Pesquisa aponta impactos da saúde nos relacionamentos

Levantamento do happn e do movimento Vem Falar de Vida mostra que muitos ainda não incentivam as mulheres ao diagnóstico precoce do câncer de mama

Uma pesquisa realizada pelo app de paquera happn e o movimento Vem Falar de Vida também mostra que muitos ainda não encorajam as mulheres ao diagnóstico precoce do câncer da mama

Em Outubro, o mundo inteiro une-se por uma boa causa: a sensibilização para a luta contra o câncer da mama, um problema de saúde pública que aflige milhões de mulheres de todas as idades. O mês foi até batizado de Outubro Rosa. E como iniciativa educativa para marcar a data, o aplicativo internacional de paquera happn, em parceria com o movimento Vem Falar de Vida, concebido pela empresa farmacêutica Roche, realizou uma pesquisa com 1600 usuários brasileiros de ambos os sexos sobre saúde e relações, incluindo o câncer da mama. Os resultados mostram que 71% das pessoas entrevistadas consideram que tópicos de saúde mental e física devem ser discutidos com o Crush, mesmo que ainda não estejam numa relação séria, e 78,5% acreditam que a intimidade de um casal pode ser afetada por algum problema de saúde.
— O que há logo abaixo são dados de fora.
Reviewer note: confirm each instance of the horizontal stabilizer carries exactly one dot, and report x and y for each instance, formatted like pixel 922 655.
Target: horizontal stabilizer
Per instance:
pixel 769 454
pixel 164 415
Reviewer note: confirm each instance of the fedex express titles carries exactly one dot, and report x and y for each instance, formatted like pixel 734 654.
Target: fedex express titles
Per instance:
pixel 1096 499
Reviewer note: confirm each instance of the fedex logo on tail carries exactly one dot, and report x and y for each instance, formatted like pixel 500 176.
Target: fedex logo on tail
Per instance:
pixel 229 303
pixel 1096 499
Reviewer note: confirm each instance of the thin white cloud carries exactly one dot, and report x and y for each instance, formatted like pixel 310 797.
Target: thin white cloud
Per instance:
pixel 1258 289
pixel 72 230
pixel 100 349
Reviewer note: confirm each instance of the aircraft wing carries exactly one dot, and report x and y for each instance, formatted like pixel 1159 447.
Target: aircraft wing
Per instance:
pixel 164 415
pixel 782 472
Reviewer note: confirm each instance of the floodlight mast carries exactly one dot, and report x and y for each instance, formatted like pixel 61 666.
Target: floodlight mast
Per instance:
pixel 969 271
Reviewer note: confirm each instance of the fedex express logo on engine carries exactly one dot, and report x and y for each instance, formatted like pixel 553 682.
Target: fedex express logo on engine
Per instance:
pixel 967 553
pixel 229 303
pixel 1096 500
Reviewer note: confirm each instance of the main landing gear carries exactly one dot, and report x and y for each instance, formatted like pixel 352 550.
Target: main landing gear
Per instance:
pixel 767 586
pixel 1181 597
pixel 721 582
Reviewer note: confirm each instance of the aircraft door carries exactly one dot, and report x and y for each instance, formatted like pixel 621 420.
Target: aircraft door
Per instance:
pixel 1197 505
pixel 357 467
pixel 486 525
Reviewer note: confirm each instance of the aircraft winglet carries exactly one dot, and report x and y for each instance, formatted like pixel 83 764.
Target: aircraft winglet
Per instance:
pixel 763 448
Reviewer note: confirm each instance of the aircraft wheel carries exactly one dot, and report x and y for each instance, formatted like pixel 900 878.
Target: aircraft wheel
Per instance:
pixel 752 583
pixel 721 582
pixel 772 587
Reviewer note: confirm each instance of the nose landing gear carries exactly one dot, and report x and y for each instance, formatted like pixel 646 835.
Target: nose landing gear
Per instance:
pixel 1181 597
Apesar disso, quando perguntados se encorajavam as mulheres de suas vidas (mães, irmãs, amigas) a fazer os seus exames periódicos, menos de metade disse sim, independentemente da época do ano (48%) e uma parcela afirmou que sim, especialmente em Outubro (11%), enquanto quase um terço confessou que não se lembrava de o fazer (30%) e 11% disse simplesmente que não as encorajava.

Segundo a psicóloga Marcia Parga, especialista em psico-oncologia, ficou demonstrado que existe uma preocupação com a saúde, inclusive no contexto das relações, mas que ainda não se traduz em atitudes concretas. Perguntados se o câncer da mama pode ser um impedimento para iniciar uma relação com alguém, quase 10% responderam claramente que sim, 28% disseram que é difícil saber até estarem na situação e a maioria (62%) garantiu que não. Esta última taxa aumenta quando a questão é se a doença seria um impedimento à continuação de uma relação (76%), em comparação com 7% que disseram sim e 17% que responderam talvez.
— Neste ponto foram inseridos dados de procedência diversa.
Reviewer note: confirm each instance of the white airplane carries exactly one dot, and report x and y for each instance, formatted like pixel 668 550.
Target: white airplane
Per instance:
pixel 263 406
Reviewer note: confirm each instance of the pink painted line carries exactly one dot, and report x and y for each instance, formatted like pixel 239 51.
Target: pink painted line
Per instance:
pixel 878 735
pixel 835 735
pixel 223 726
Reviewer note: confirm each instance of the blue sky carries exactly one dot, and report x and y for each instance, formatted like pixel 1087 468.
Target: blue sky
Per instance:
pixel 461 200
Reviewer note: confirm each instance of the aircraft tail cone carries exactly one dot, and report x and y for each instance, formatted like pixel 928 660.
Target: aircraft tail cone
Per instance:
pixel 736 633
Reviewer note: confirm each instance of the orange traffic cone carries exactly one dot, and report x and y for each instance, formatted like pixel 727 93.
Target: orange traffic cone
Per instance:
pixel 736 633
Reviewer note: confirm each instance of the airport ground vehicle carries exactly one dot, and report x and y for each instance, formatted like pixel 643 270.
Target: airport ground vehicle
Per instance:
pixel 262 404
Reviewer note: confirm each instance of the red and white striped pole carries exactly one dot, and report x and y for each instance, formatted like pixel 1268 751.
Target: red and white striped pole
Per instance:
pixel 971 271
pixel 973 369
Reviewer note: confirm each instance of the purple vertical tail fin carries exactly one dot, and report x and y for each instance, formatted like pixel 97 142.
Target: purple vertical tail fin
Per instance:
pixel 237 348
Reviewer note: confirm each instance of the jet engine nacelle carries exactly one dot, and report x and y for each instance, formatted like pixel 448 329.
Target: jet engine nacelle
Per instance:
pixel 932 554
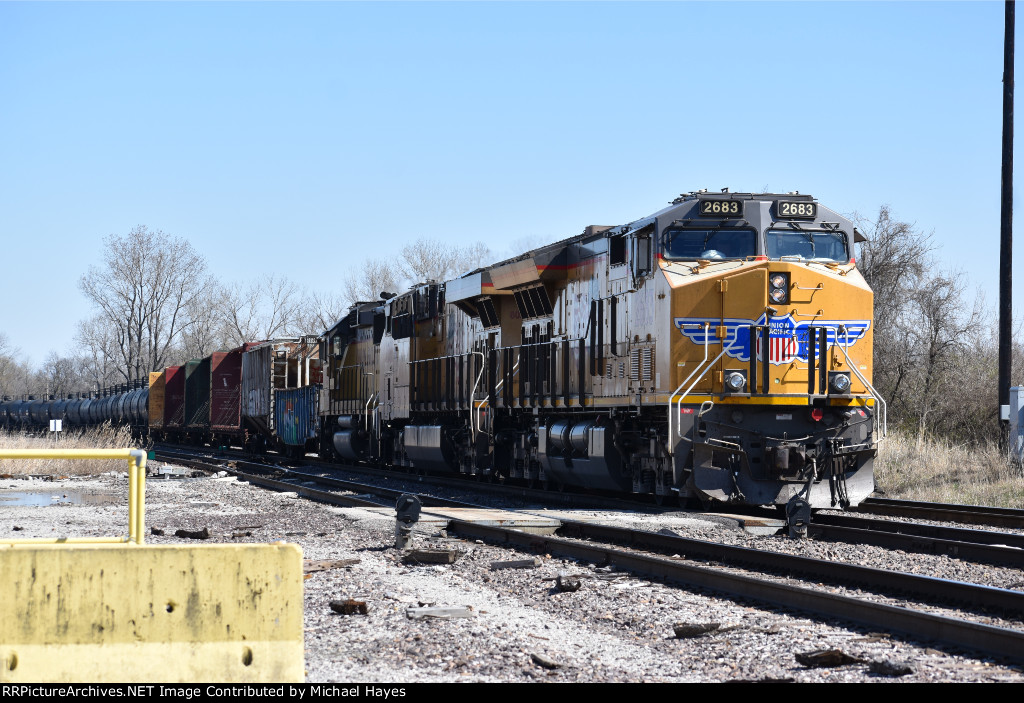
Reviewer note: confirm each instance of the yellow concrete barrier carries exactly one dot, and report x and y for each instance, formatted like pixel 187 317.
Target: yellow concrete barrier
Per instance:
pixel 88 613
pixel 112 609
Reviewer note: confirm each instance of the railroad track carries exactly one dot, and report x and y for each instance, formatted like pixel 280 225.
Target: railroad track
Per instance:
pixel 970 544
pixel 973 515
pixel 742 572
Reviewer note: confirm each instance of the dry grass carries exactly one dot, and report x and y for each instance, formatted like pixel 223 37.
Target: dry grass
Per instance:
pixel 935 470
pixel 103 437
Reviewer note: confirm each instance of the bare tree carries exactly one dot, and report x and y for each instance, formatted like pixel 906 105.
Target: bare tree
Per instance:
pixel 321 311
pixel 431 260
pixel 143 290
pixel 97 352
pixel 371 279
pixel 893 261
pixel 205 332
pixel 15 375
pixel 264 309
pixel 59 375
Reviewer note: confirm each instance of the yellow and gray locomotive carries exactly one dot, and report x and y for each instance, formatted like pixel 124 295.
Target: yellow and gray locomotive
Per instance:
pixel 718 350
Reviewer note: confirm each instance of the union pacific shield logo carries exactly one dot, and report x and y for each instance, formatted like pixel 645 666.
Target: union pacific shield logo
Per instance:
pixel 787 340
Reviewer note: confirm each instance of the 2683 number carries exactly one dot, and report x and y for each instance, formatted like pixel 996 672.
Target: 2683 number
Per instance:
pixel 720 208
pixel 787 209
“Muitas vezes as pessoas respondem o que se espera delas, no campo da idealização, por isso é importante confrontar com o comportamento em si, como no caso da pergunta sobre quem, na prática, incentivou as mulheres ao autocuidado”, comenta Marcia Parga. Para a psicóloga, a pesquisa retrata o aspecto contraditório do ser humano com temas da modernidade que precisam ser trabalhados internamente, como a sua relação com a própria saúde e com o cuidar do outro. “Precisamos investir na tomada de consciência para formar uma rede de apoio voltada à prevenção, para além do Outubro Rosa, pois o câncer de mama é um tema relevante o ano todo”, sugere.

Se diagnosticado precocemente, o câncer de mama tem até 95% de chances de cura. Somado a isso, graças aos avanços da medicina, hoje, todos os tipos de câncer de mama são tratáveis. Na jornada da paciente, é essencial que se identifique o subtipo exato do câncer para que se inicie o tratamento correto, no momento mais adequado. 
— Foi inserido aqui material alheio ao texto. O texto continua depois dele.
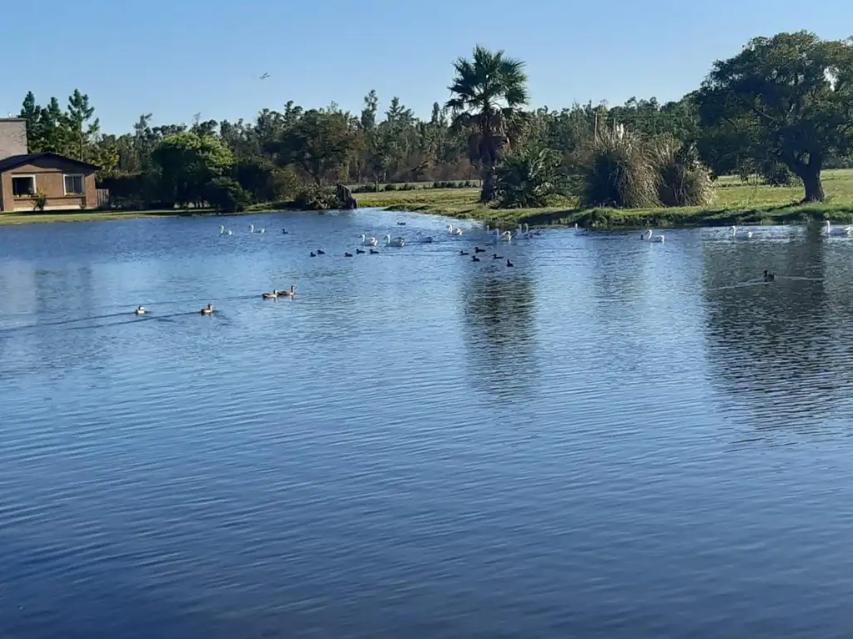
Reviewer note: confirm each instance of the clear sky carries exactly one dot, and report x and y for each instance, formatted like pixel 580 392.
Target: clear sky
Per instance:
pixel 175 58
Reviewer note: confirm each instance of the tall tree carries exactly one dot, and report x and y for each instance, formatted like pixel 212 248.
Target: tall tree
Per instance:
pixel 488 92
pixel 188 162
pixel 790 95
pixel 318 142
pixel 81 126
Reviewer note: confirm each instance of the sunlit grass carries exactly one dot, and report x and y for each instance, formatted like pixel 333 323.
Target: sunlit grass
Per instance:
pixel 734 202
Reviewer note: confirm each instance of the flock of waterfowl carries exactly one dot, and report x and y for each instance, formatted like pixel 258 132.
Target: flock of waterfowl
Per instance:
pixel 496 235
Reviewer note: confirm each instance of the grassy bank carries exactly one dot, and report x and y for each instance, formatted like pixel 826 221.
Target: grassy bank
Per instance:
pixel 734 202
pixel 49 217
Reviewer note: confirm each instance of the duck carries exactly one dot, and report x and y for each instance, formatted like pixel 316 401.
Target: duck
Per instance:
pixel 837 231
pixel 737 234
pixel 650 236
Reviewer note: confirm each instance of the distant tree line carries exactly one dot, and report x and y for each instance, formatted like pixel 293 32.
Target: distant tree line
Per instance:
pixel 781 109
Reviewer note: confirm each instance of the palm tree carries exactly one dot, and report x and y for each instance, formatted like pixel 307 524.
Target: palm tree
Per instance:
pixel 487 93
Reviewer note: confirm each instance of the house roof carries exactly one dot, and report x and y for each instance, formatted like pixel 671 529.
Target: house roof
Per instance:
pixel 18 160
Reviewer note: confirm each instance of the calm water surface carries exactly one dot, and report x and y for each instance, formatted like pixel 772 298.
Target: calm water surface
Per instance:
pixel 611 439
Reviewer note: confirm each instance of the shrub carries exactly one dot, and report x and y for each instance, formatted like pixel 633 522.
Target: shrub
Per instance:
pixel 315 198
pixel 226 194
pixel 618 172
pixel 682 179
pixel 528 178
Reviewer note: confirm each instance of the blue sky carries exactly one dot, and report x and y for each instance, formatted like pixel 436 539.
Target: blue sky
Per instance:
pixel 176 58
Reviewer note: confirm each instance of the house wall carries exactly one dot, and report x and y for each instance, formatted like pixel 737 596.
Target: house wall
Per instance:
pixel 49 174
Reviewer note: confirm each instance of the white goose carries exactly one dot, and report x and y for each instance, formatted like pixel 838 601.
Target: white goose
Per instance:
pixel 737 234
pixel 842 231
pixel 650 236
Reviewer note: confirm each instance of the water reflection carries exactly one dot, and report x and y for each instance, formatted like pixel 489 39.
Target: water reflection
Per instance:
pixel 500 333
pixel 777 350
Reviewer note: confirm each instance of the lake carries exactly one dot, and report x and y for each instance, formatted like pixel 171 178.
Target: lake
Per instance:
pixel 612 438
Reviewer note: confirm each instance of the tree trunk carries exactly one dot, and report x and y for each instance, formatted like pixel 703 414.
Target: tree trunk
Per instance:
pixel 814 187
pixel 487 191
pixel 810 175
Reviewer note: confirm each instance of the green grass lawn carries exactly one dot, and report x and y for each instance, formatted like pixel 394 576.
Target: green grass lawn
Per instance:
pixel 734 202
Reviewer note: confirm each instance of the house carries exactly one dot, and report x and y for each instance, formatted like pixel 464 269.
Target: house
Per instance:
pixel 67 183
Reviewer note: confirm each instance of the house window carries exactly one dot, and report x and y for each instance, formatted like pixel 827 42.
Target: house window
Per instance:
pixel 73 185
pixel 23 185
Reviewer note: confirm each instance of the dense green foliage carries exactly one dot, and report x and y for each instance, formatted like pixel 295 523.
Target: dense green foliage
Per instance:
pixel 788 98
pixel 488 92
pixel 779 112
pixel 528 178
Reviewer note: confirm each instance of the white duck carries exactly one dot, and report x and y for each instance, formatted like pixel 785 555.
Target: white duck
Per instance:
pixel 506 236
pixel 650 236
pixel 844 231
pixel 737 234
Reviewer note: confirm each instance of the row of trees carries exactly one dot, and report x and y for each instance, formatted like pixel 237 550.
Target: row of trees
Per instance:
pixel 782 107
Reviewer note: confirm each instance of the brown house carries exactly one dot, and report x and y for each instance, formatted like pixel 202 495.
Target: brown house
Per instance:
pixel 67 183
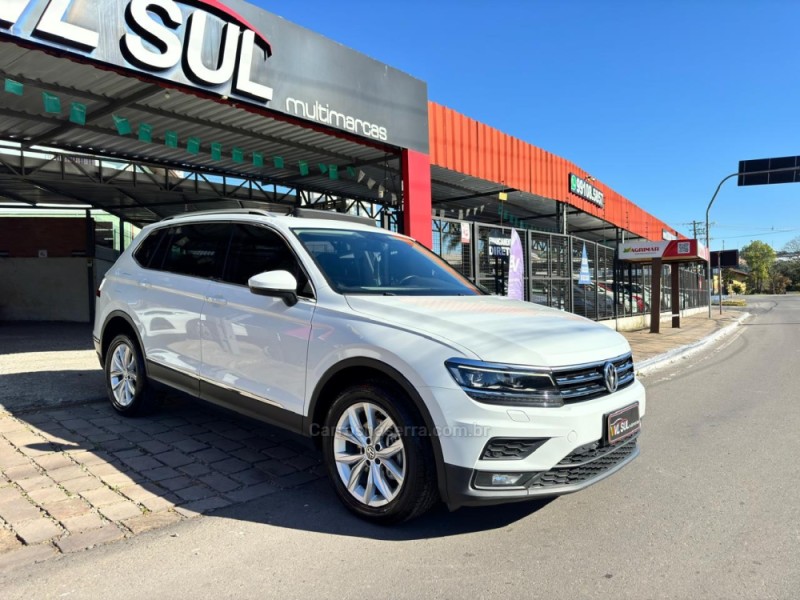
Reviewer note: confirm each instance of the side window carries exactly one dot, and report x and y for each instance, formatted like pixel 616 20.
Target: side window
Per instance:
pixel 256 249
pixel 197 250
pixel 147 254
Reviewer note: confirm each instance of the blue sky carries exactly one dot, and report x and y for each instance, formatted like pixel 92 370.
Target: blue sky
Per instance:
pixel 659 100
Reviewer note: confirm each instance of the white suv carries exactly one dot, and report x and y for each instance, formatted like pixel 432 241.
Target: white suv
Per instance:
pixel 416 384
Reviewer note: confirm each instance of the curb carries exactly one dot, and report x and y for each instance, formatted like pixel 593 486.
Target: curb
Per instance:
pixel 655 362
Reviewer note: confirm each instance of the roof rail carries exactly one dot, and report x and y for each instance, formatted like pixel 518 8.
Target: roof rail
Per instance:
pixel 310 213
pixel 222 211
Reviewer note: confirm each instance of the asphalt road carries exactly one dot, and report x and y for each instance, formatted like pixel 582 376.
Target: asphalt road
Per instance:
pixel 709 510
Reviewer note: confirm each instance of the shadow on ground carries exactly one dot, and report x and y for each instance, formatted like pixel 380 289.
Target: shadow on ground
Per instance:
pixel 46 336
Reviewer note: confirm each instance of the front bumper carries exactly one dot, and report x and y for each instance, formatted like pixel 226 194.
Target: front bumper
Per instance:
pixel 577 471
pixel 567 453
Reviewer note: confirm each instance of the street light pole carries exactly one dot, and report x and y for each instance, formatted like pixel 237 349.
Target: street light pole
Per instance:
pixel 709 281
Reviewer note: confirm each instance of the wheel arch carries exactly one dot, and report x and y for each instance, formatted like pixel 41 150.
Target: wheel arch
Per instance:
pixel 118 322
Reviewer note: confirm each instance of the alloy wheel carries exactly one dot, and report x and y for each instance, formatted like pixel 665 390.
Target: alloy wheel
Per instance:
pixel 370 455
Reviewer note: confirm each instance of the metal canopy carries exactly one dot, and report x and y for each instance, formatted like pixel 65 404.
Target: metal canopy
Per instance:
pixel 93 164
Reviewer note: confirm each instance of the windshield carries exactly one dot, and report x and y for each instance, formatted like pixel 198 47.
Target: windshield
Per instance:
pixel 366 262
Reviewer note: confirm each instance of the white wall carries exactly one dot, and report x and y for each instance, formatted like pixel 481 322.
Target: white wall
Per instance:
pixel 44 289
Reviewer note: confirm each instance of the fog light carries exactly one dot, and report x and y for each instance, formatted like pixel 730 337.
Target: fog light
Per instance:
pixel 506 478
pixel 485 479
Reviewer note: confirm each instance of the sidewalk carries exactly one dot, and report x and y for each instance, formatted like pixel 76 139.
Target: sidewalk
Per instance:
pixel 651 349
pixel 75 474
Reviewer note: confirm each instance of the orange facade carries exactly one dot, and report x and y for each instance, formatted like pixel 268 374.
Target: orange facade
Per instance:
pixel 466 146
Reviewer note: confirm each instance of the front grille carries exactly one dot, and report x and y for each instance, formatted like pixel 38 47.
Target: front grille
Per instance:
pixel 585 464
pixel 511 448
pixel 586 382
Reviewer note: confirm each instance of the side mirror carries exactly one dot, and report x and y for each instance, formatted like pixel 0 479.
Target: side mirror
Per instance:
pixel 277 284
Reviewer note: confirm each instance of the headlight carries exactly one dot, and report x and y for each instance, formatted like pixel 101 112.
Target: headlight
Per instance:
pixel 509 385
Para as mulheres já diagnosticadas com a doença, o acolhimento de uma rede de apoio formada por quem divide os momentos com elas, sobretudo o suporte do parceiro amoroso, pode fazer a diferença nesse processo. Essas pessoas muitas vezes precisam também aceitar suas próprias emoções, como medo e raiva, para se fortalecer e apoiar. “Seja no cuidado do dia a dia, em que a prevenção do câncer de mama precisa realmente fazer parte da vida e dos relacionamentos, seja na jornada das pacientes, essa rede de apoio precisa ser efetiva. Aí sim estamos falando de compaixão e empatia reais”, conclui a especialista.